Methods: We retrospectively evaluated 196 patients treated from Jan 2009 to Nov 2011 to assess the impact of delaying the start of azole antifungals on immunosuppressive levels, acute GVHD, and rate of invasive fungal infections (IFI). Micafungin was given from admission until azole initiation. Patients received voriconazole (n=162), posaconazole (n=17), fluconazole (n=9) or were maintained on micafungin (n=8). Stem cell sources included PBSCT from related/unrelated donors (n=139) and cord blood grafts (n=57). GVHD prophylaxis was with tacrolimus (tacro) + sirolimus (siro) + methotrexate (MTX) (n=76), tacro + MTX (n=42), cyclosporine (CSA) + mycophenolate mofetil (MMF) (n=57), tacro + MMF (n=9), tacro + siro (n=7), CSA + MTX (n=3), CSA (n=1), siro + MMF (n=1). Results were analyzed by intent-to-treat (ITT) for patients treated before (day+3 switch, n=69) or after February 2010 (day+7 switch, n=127) as well as by actual day of switch + 1 (day+2,3,4: n=49 vs. day+6,7,8: n=70). Cumulative incidence (CI) functions estimated day 200 grade II-IV aGVHD. Gray’s test was used to compare aGVHD incidence for individuals in the day +3 and day+7 treatment categories for both the ITT and as-treated analyses.

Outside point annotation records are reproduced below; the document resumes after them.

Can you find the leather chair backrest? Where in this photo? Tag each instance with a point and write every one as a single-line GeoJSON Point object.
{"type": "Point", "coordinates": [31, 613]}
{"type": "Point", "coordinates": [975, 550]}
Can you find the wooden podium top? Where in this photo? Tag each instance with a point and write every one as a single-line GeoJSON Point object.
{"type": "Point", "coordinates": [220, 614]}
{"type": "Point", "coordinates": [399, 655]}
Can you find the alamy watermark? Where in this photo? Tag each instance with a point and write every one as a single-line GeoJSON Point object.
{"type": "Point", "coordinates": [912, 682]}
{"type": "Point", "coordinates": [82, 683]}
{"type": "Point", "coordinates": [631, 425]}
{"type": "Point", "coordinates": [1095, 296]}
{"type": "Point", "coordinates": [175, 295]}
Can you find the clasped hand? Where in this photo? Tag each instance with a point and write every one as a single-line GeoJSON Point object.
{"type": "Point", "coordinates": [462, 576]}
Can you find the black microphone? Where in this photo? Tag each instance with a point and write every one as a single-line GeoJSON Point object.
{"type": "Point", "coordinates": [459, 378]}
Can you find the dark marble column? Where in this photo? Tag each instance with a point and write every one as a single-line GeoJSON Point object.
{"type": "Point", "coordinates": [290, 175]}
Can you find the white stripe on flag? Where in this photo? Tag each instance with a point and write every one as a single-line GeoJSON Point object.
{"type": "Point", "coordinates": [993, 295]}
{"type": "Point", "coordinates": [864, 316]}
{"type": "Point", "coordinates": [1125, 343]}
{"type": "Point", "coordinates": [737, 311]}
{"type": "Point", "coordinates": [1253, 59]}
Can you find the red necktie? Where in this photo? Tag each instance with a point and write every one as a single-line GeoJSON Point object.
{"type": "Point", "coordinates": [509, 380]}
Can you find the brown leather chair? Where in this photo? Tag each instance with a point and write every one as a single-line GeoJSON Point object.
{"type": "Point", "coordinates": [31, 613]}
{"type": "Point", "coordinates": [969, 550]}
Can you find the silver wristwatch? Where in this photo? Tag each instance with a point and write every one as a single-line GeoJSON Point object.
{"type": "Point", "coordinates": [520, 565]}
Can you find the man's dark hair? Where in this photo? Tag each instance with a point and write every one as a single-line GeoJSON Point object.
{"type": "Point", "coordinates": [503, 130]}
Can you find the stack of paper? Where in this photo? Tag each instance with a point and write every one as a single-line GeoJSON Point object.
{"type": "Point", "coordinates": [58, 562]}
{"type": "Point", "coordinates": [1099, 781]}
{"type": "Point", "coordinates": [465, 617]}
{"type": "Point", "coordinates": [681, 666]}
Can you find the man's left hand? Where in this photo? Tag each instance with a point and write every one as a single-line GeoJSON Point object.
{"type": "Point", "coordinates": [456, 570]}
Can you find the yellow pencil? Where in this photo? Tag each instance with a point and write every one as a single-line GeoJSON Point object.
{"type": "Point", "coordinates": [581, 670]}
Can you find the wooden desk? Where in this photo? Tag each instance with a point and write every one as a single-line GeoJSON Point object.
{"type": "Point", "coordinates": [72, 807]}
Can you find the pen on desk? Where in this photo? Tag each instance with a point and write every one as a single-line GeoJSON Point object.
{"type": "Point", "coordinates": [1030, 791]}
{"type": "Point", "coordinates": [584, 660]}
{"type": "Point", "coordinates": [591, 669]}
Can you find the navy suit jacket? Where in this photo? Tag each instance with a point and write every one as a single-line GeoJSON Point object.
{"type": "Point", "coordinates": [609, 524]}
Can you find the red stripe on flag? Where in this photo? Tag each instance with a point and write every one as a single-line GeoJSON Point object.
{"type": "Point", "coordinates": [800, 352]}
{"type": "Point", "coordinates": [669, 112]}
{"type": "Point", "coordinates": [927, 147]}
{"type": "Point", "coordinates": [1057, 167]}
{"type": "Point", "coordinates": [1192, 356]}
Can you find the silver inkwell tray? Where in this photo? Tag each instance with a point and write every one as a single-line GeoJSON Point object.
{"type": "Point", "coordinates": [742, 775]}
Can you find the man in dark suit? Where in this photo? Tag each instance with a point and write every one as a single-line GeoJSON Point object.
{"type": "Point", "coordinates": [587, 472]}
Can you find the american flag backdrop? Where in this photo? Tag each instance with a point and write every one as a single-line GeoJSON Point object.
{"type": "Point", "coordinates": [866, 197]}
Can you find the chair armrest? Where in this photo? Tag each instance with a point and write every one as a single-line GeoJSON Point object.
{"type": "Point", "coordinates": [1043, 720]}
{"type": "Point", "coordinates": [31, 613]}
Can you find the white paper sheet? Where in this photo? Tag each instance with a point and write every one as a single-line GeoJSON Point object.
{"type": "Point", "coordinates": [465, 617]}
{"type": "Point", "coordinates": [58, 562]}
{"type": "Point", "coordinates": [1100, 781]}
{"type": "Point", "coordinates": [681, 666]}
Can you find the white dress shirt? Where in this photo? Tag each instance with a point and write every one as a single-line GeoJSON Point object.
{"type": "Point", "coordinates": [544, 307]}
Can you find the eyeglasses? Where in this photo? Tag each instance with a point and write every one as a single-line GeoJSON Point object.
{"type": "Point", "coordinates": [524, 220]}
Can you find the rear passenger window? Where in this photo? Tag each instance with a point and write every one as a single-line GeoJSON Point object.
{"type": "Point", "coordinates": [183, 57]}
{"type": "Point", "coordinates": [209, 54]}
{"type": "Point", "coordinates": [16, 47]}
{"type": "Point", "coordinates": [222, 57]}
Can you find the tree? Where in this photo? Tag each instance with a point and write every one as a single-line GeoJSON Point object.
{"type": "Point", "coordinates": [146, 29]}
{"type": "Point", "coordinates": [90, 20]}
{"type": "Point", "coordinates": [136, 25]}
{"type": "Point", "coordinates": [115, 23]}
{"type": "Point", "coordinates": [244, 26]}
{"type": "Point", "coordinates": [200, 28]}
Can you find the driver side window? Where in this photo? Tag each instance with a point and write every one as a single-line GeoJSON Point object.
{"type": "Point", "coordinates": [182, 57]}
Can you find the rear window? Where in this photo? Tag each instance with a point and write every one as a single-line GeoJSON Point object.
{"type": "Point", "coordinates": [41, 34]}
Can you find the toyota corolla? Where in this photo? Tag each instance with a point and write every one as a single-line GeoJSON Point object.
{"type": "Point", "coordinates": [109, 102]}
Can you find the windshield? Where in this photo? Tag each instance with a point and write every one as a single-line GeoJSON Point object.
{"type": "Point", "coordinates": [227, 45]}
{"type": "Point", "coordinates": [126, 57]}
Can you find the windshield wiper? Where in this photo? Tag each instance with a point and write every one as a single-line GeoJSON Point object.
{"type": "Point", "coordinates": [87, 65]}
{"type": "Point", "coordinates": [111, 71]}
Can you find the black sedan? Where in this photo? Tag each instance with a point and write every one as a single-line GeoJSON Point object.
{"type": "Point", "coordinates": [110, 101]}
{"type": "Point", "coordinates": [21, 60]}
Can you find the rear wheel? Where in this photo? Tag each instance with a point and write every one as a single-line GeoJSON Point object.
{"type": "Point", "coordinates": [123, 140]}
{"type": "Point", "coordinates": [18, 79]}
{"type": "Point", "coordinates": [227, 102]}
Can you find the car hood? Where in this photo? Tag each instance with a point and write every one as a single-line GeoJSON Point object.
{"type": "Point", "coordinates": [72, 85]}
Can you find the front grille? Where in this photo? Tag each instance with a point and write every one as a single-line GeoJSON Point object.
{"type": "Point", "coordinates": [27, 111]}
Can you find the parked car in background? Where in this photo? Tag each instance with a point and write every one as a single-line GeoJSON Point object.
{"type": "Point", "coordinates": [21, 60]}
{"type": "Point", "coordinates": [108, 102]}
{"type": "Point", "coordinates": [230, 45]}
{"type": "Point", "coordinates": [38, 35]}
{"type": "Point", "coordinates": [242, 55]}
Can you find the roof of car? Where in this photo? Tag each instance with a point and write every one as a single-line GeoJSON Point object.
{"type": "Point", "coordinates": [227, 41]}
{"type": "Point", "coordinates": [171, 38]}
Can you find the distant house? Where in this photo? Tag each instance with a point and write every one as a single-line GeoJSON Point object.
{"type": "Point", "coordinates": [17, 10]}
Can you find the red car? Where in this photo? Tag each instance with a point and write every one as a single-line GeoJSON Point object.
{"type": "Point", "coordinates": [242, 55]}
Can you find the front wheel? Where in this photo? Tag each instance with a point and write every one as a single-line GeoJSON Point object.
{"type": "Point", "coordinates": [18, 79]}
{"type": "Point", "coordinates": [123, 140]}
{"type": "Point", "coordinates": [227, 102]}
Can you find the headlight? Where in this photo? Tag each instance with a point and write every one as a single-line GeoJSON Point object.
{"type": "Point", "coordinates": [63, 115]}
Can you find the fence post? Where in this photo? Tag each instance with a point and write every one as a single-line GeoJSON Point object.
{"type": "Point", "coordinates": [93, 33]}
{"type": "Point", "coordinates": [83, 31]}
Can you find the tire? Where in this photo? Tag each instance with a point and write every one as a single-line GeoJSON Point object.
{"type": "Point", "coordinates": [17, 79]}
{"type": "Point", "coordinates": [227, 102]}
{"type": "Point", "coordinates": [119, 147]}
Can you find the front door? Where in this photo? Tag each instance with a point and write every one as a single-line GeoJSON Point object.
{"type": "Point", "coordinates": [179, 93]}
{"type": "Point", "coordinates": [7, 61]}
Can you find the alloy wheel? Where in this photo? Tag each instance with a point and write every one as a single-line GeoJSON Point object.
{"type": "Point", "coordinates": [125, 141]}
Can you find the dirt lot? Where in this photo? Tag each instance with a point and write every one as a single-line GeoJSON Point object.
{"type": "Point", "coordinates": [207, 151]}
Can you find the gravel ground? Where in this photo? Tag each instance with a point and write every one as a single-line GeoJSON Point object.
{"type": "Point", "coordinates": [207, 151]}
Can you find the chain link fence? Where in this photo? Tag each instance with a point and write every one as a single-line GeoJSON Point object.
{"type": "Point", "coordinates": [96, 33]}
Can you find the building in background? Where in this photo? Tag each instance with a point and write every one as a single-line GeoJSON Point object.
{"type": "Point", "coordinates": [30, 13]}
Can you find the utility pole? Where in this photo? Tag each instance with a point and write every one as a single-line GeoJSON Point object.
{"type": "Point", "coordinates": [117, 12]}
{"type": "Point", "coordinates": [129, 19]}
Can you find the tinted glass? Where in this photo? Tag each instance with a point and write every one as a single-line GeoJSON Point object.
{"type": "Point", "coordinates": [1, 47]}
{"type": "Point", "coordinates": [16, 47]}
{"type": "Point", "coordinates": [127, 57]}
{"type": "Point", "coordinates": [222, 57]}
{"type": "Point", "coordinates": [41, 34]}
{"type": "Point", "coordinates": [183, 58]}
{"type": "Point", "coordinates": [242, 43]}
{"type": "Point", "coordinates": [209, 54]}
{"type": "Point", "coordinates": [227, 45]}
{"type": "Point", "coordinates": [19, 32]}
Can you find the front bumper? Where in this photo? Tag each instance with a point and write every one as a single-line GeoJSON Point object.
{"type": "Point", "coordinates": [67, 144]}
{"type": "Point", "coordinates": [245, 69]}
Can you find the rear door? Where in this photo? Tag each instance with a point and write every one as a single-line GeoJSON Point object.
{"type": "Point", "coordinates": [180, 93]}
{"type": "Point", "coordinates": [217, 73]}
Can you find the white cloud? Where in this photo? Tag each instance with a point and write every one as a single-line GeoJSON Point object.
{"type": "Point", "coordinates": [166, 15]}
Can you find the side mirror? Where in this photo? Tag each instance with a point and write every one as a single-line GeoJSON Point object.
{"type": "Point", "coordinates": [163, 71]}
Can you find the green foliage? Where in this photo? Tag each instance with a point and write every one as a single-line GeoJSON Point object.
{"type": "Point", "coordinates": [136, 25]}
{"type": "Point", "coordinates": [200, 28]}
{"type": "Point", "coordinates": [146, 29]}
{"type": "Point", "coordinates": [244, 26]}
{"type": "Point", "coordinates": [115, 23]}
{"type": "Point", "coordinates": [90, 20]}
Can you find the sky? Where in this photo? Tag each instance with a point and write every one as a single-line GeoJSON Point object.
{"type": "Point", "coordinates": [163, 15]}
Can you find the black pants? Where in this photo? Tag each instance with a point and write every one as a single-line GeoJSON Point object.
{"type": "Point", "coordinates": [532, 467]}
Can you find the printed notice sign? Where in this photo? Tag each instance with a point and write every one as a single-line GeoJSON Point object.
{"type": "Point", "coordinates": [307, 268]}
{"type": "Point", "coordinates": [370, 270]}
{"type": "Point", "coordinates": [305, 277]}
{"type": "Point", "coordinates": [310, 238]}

Results: Median levels two weeks after HCT were therapeutic in 19/19 (100%), 50/52 (96%), 31/32 (97%) patients on CSA, Tacro, and Siro, respectively, prior to Feb 2010 and in 43/44 (98%), 82/83 (99%), 47/52 (90%), for CSA, Tacro, and Siro, respectively, after Feb 2010. ITT CI of aGVHD was 0.32 (95% CI: 0.21, 0.43) and 0.46 (95% CI: 0.37, 0.54) prior to and after Feb 2010, respectively (p=.11). Eighty-six patients (44%) were considered at high risk for IFI pre-HSCT by standard criteria. The rate of IFI post HCT was 9/69 (13%) and 18/127 (14%) prior to and after Feb 2010, respectively. Proven (n=2) or probable (n=2) IFI was only observed in 4 patients (2%), with the remainder having possible IFI. Subgroup analysis did not find any statistical difference between the two groups for aGVHD analyzed by stem cell source or IFI analyzed by pre-HSCT risk. In addition, there was no difference in the number of dose modifications required and when patients were analyzed by actual day of azole start.
Conclusion: Delaying the start of triazole prophylaxis till 7 days after allo-HSCT does not affect outcomes, including achieving and maintaining therapeutic levels of GVHD prophylaxis, and incidence of aGVHD or IFI.